He's knowledgeable of the lake and fishing patterns. It was well worth it to keep from stumbling around our first time. I had never seen "spider rigging". Canady had his boat set up for it. If jigging is slow, you can switch to spider rigging. He had all you needed to fish. All you had to bring was snacks and drinks. If you go early spring, take warm clothes. A cold front came in the night we arrived...


http://www.woodsandwaterguideservice.com/photos.htm


----------



## bdawg

Which lake is better, Kentucky Lake or Lake Barkley? Do they have similar structure and depth? We are thinking of going on vacation in the 3rd week of June. What kind of fish will be biting then? Will the shellcrackers still be on the beds? 

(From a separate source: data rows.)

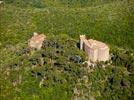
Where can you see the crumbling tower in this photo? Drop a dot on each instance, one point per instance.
(96, 50)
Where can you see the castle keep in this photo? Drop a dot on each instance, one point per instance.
(96, 50)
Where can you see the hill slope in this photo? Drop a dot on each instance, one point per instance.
(56, 71)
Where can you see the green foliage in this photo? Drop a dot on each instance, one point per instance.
(55, 70)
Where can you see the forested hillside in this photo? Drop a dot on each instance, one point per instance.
(57, 70)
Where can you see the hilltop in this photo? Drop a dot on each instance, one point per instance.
(58, 71)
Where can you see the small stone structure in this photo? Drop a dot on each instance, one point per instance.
(36, 41)
(96, 50)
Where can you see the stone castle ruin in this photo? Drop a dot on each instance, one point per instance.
(96, 50)
(36, 41)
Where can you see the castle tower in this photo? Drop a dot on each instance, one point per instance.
(82, 38)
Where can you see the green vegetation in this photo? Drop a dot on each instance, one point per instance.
(57, 72)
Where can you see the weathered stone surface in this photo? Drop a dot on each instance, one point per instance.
(36, 41)
(96, 50)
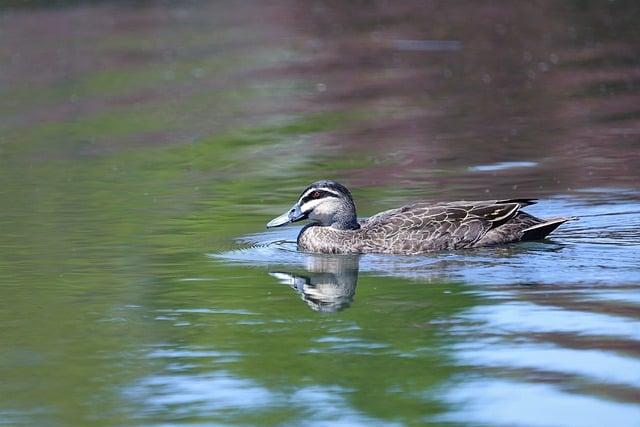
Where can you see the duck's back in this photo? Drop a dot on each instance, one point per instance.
(424, 227)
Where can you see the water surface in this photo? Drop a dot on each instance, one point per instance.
(144, 145)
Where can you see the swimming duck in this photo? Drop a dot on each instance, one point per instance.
(411, 229)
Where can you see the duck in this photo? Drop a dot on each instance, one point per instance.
(416, 228)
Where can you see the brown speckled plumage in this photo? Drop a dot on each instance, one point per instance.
(412, 229)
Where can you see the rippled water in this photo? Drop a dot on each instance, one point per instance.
(144, 146)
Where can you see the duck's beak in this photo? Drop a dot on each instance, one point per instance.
(292, 215)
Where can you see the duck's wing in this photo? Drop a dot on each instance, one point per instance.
(422, 226)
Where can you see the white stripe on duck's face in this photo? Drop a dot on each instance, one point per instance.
(320, 204)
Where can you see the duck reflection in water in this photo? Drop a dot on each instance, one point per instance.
(327, 283)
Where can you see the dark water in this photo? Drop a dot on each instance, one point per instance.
(144, 145)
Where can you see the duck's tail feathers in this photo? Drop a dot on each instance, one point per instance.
(521, 202)
(542, 230)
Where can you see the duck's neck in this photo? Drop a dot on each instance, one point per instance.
(346, 219)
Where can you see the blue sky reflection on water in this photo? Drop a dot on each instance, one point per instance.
(144, 145)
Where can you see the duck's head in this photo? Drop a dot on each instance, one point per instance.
(328, 203)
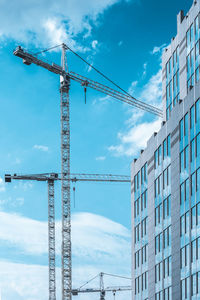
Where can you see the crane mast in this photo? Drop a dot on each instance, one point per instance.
(65, 173)
(65, 78)
(50, 178)
(51, 240)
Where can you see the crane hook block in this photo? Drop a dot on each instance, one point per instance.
(85, 90)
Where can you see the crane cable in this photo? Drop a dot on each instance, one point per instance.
(155, 109)
(111, 81)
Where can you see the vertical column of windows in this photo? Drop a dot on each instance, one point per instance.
(172, 82)
(193, 53)
(140, 232)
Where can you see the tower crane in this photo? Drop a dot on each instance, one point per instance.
(65, 77)
(102, 290)
(50, 178)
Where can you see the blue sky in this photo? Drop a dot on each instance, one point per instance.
(124, 39)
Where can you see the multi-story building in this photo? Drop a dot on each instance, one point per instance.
(166, 179)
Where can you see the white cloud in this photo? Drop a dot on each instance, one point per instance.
(2, 185)
(135, 139)
(131, 89)
(41, 147)
(157, 50)
(138, 130)
(17, 161)
(44, 22)
(94, 44)
(97, 244)
(101, 158)
(93, 236)
(144, 69)
(29, 282)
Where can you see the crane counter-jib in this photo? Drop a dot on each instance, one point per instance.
(29, 58)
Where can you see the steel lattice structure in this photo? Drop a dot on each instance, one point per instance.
(65, 174)
(51, 239)
(29, 58)
(50, 178)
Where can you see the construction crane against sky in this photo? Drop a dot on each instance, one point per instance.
(65, 77)
(50, 178)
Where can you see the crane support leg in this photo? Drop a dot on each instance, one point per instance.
(65, 170)
(51, 231)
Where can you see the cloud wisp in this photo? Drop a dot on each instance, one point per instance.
(138, 128)
(98, 244)
(41, 147)
(88, 232)
(46, 23)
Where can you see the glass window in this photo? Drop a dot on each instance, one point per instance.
(159, 155)
(168, 146)
(186, 125)
(193, 217)
(197, 111)
(164, 149)
(193, 284)
(192, 151)
(192, 117)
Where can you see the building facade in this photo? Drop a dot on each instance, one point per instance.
(165, 185)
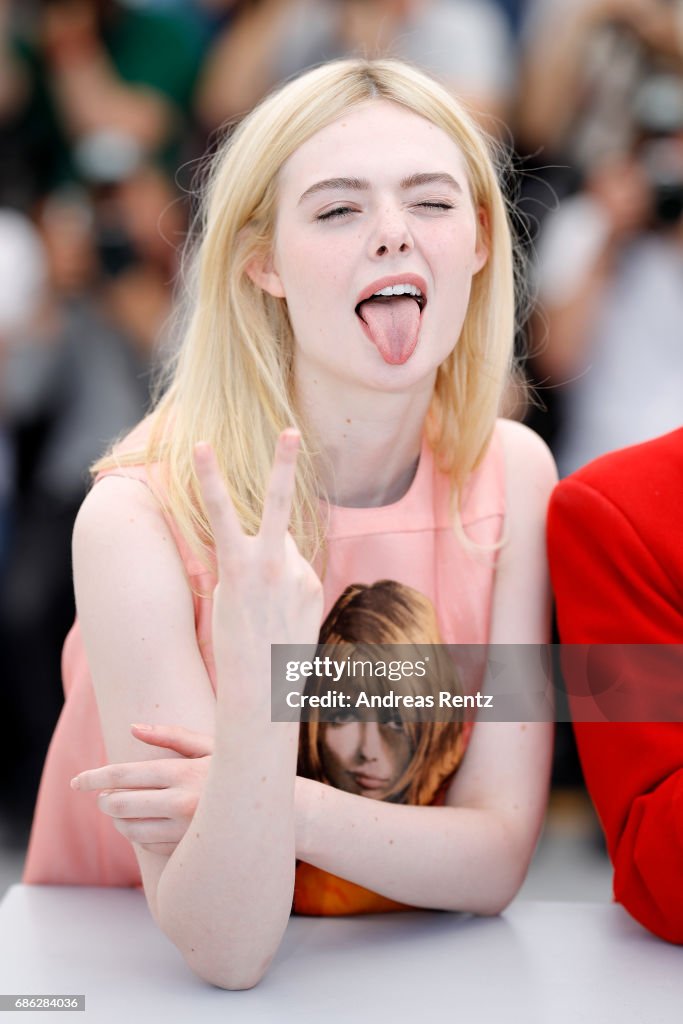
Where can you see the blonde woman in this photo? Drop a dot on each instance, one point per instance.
(331, 419)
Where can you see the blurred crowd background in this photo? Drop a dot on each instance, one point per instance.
(107, 110)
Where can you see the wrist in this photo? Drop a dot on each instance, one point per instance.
(308, 799)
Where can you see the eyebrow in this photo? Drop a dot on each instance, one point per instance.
(361, 184)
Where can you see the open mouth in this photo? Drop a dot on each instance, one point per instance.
(390, 318)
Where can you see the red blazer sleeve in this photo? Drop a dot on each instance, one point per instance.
(610, 588)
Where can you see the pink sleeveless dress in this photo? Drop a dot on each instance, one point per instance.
(412, 542)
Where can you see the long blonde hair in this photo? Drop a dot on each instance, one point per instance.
(231, 380)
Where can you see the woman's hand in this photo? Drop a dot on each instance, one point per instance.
(267, 593)
(153, 802)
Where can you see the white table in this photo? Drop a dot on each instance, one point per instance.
(539, 964)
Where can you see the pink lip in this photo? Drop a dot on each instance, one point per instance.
(394, 279)
(369, 781)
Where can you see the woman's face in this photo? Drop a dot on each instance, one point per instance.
(365, 758)
(376, 200)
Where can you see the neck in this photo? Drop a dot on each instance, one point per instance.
(369, 441)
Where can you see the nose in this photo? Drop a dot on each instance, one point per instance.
(391, 235)
(371, 741)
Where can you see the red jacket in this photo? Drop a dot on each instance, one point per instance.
(615, 547)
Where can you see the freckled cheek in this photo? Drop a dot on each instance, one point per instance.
(314, 280)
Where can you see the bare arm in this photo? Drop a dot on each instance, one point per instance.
(238, 70)
(473, 854)
(224, 895)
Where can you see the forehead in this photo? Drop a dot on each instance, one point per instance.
(379, 140)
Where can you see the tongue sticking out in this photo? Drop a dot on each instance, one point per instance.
(393, 324)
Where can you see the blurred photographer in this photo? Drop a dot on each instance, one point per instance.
(76, 380)
(610, 287)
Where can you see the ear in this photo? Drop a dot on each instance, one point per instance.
(262, 271)
(482, 248)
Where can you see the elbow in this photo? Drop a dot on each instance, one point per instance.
(232, 977)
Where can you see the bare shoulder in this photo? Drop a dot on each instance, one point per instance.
(120, 529)
(521, 597)
(114, 504)
(527, 458)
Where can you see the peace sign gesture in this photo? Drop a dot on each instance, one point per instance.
(267, 592)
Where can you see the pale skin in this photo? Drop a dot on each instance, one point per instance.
(222, 894)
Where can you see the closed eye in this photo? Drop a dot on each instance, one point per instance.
(339, 211)
(344, 211)
(436, 206)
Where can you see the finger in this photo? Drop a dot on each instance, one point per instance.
(139, 804)
(278, 504)
(164, 849)
(175, 737)
(152, 774)
(223, 519)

Also, will it be warm enough to swim? I know those big lakes take a while to warm up. Taking the family with me.


----------



## CRAPPIE LOVER

Will be checking this out the prices with woodsandwater guide service were pretty reasonable to me .......Want to get down there and catch some of those big pan fish..Thanks for the web site.......JIM.....CL......


----------



## chadwimc

My friend and I stayed at a small motel right across from Murray State. The motel had a do it yourself breakfast bar. The sporting goods store was next door. We got out license there. We met Canady down the road a little bit at a convience store. Since he had everything needed to fish, we were traveling light. Enjoy yourself...


----------



## triton189

My father and I have been going down to KY Lake the last ten years. We usually go the 2nd week in April for Crappie. Late April starts the shell cracker bite. We stay at the Sportsman Anchor Resort. We always fish Johnathan Creek. The marina is great there as you can leave your boat in the water with their covered docks. It is also guarded at night.


----------



## rutty

triton189 said:


> My father and I have been going down to KY Lake the last ten years. We usually go the 2nd week in April for Crappie. Late April starts the shell cracker bite. We stay at the Sportsman Anchor Resort. We always fish Johnathan Creek. The marina is great there as you can leave your boat in the water with their covered docks. It is also guarded at night.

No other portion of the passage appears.